When I listen to the Armenian Choir’s beautifully rehearsed folk song, it’s hard to not ask myself, “What is this song about?”. As I listen to the song, I find that the voices just become another instrument, as I do not speak the language and the words are rendered meaningless upon hitting my eardrums. The men and women’s singing ends up serving the same role as the piano, another device by which harmony and notes are delivered. But still, after the song is over, I know deep down they are singing about something, and I want to know what it is.
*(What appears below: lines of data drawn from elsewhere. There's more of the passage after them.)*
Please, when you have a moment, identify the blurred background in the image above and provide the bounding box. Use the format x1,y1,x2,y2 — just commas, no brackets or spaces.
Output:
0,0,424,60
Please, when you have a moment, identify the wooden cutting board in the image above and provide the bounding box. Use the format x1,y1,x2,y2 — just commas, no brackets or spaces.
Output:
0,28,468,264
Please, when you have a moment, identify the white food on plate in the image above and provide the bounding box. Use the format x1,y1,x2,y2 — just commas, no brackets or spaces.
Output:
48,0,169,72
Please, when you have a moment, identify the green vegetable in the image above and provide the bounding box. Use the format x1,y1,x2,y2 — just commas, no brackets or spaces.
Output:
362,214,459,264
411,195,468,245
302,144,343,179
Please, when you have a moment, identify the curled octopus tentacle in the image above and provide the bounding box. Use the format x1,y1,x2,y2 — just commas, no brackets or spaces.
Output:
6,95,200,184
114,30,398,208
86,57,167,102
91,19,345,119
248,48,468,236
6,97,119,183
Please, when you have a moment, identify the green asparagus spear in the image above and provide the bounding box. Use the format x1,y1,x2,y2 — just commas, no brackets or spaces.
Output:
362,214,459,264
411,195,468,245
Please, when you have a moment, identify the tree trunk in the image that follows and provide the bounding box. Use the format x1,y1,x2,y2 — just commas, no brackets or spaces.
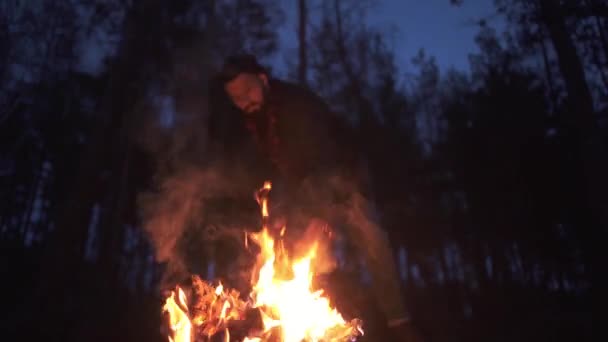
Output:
539,0,608,286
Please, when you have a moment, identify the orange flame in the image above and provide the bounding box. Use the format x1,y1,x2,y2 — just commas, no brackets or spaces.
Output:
163,288,192,342
163,182,363,342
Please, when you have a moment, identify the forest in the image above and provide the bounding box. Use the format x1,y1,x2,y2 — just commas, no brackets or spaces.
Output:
0,0,608,342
The song, like many choir song, has two parts, one part dedicated to a male section, and another to a female section. It begins with a rather warm sounding piano introduction, quickly joined by the voices of the women in the choir. After a few verses, the women pause and the men begin. This happens once more, with the women coming in and then ending with the men’s section. It’s a very beautiful, almost haunting song at times. It comes in these small waves, with a more joyous sounding refrain or resolve, followed by deeper, more minor-sounding verse. Overall, the song, like most, seems to be telling a story, but has elements in it that make me think it’s written more like poetry, constantly returning to a common stanza or lyric scheme. It reminds me of a something I could hear at a funeral or a Church service of some sort. In either case, the song is beautiful in its simplicity yet manages to be extremely powerful at the same time.
Thinking back to what the song is about, it’s hard to ignore the fact that the Armenian people have been given the short end of the stick a few times over the last hundred years. It’s not hard to imagine this song having to deal with the Armenian Genocide in some way. It was actually the first thing that popped into my head. Whether that be a result of the song itself or the implicit association I make with Armenian people in Jordan, I do not know. If it were to be a song about about the Armenian Genocide, I could easily see a story that starts off happy, like the song seems. Innocence and helplessness is portrayed by the woman’s part. It moves onto the more haunting men’s section, where it’s possible the content could be more about the genocide itself. The last final two sections of the song could possibly deal with the move to Jordan or other lands, where the people who survived the genocide eventually found refuge. I am somewhat skeptical of this idea, however, because of the nature of the type of song it is. The title calls it a “folk song”, but based on the context I cannot tell if that means it’s a style, or if it’s just an old song. For instance, we in the United States, we have Woody Guthrie, who is a folk artist, but Yankee Doodle, a song with an anonymous author, is also a folk song that is far older than anything Woody Guthrie made. I don’t know if this song is a Yankee Doodle or a This Land is Your Land.
Another possible explanation to what this song is about could stem from the large population of Armenian-Christians in Jordan. They are actually the second most populous Christian group in the country, although numbers have fluctuated over the years. The hymn qualities of the song also, suggest it could be a religious song. This goes back to my original impression, of it being a Church song or a song one might hear at a funeral. In either of those cases, it’s easy to imagine that this song could have some place in the ceremony. In this case, where it is a more a relic than a modern day folk song, it’s a great example of how Armenians were able to bring their culture with them to Jordan. It also exemplifies the strong ties between the Armenians and the Jordanians post-Armenian Genocide. In 2014, King Abdullah and President Serzh Sargsyan met and made sure to highlight the close tie between the two countries since the “reign of King Hussein” (JT). While this might not be self evident in this kind of gesture, as it is made all the time, reading more closely you can see that the King acknowledges the “large community of Armenian” living inside of Jordan, and also recognizes and respects the historical significance of Jordan to the Armenian people. This is wonderful example not only of global citizenship on the part of King Abdullah, but also exposes how Jordan is microcosmic of that fact.
The Armenian Folk song is a beautiful and foreign to me. It makes me wonder about it’s origins, and whether my thoughts on it are anywhere near correct. While I am relatively sure this song is old, and existed pre-genocide, I also do wonder if that could actually be one of the inspirations of it being sang possibly; in mourning or solidarity.I am humbled by my ignorance the songs origins and also in knowing I could never fully understand the meaning and implications this song may have for the Armenian people.